I want to predict with some confidence the number of users we should see per day.
I started following the Rossmann example in Lesson 6, but realized that’s more complicated than what I’m trying to do. Here’s my dataset:
Users - Users on our site/app per day. I have this data going back to 2016. This is the dependent variable
Sneakers Google Trend - Weekly google trend data on searches for “sneakers.”
Supreme Google Trend - Weekly google trend data on searches for “Supreme.” Supreme is another large item category on our site.
Promo - A list of dates in which we ran a promo or there was a “major” sneaker release that drove user traffic. Boolean (ie {3/14/20: 1}).
Paid Advertising - Our monthly budget for paid advertising. I figured I would divide this by days in each month and come up with a “daily” spend.
Here’s where I think I need to go following the Rossmann and Lesson 4 tabular data work:
Join the data together - This is where the Rossman template was throwing me off. In rossman_data_clean.ipynb it’s noted Now we can outer join all of our data into a single dataframe... One way to check that all records are consistent and complete is to check for Null values post-join, as we do here.
But shouldn’t I expect Null values post join? For instance, there isn’t a daily google trend value. My promo dataset is just a list of dates where a promo/release occurred. On a date a promo didn’t occur, I would expect a Null. Am I misunderstanding something?
I may just end up doing this in Excel since I’m a bit of a newbie at this.
Run the datepart function - Thanks so much for including that! I think this is what FB Prophet kinda took care of for me when I was using it.
Declare my categorical and continuous variables - My categorical variable is “promo” with the remainder being continuous. Users of course as dependent variable.
Train and Fit - I haven’t decided which metric I am optimizing for. I used MAPE for FB Prophet; I should do the same here.
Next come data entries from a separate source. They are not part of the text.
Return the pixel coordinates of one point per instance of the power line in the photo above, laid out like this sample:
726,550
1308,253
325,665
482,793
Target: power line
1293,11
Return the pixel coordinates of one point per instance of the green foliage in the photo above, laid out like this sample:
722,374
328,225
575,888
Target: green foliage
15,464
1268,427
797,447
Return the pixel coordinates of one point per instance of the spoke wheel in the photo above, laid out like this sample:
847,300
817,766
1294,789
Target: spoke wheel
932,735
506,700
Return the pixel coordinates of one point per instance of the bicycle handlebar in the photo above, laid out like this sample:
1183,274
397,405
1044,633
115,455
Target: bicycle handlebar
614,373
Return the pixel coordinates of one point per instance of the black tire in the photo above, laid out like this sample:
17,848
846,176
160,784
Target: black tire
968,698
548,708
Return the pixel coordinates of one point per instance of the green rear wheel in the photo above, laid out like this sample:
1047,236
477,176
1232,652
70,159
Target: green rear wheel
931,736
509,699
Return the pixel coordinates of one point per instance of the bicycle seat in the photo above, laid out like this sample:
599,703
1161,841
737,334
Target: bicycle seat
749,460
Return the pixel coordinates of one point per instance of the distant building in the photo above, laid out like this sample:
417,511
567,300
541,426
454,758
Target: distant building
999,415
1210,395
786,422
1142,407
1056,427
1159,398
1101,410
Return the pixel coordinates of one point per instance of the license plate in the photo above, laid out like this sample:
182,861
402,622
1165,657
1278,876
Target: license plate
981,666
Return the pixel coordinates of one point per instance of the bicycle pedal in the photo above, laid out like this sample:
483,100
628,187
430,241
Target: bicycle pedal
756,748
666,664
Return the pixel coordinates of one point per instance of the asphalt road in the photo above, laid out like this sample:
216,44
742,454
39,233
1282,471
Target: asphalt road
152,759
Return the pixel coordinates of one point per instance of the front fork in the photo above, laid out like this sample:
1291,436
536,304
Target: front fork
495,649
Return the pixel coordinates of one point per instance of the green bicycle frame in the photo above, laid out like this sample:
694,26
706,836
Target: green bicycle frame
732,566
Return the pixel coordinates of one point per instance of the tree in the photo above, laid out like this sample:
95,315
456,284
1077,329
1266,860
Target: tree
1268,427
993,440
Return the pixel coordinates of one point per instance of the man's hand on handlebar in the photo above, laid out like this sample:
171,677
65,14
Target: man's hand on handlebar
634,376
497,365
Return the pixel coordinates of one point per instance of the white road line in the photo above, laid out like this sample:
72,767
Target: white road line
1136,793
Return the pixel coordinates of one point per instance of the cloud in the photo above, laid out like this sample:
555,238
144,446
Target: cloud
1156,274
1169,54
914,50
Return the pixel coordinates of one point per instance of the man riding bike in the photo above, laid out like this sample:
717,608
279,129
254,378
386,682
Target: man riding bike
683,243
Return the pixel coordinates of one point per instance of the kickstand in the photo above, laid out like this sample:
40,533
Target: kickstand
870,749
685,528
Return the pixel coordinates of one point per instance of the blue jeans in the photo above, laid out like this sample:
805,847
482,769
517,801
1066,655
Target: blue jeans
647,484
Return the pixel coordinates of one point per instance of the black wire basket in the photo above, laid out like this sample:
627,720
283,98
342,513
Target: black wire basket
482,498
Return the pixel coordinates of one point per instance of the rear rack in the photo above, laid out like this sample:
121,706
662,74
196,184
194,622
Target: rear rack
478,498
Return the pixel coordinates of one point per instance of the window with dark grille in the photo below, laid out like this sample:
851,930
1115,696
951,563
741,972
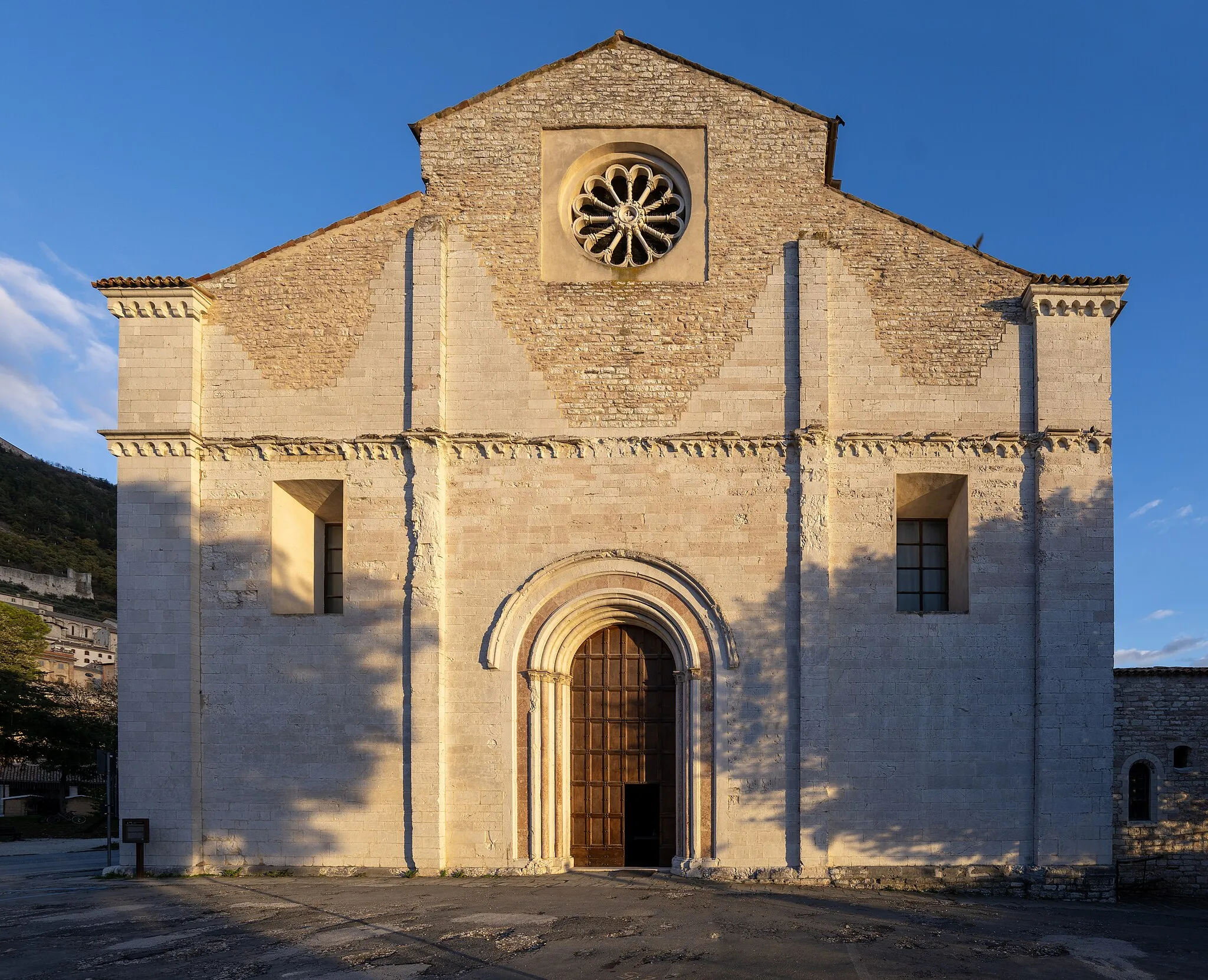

In your call to label_from_df you’re not specifying regression (FloatList). Also your metric should be something like rmspe, not accuracy as accuracy isn’t for regression like you’re doing
I don’t think you’ll need to transform the y values here to make them smaller (unless it’s very large user counts) but you should pass in a y_range to your tabular_learner
Thanks so much! If I understand properly, I should make .label_from_df look like .label_from_df(cols=dep_var, label_cls=FloatList, log=True) and metrics=rmspe
WRT y values…it is exponential growth . Y values will grow ~100x from t=0 to present.
I’m going to find the documentation on these built-in methods and functions…
Actually, fastai is calculating the MSE based on the normalized user values right? I don’t think Prophet does this normalization so its MSE value is magnitudes different…
I’ll check with some data scientists at work…
If there a good way to plot the model v actual to help visualize its performance?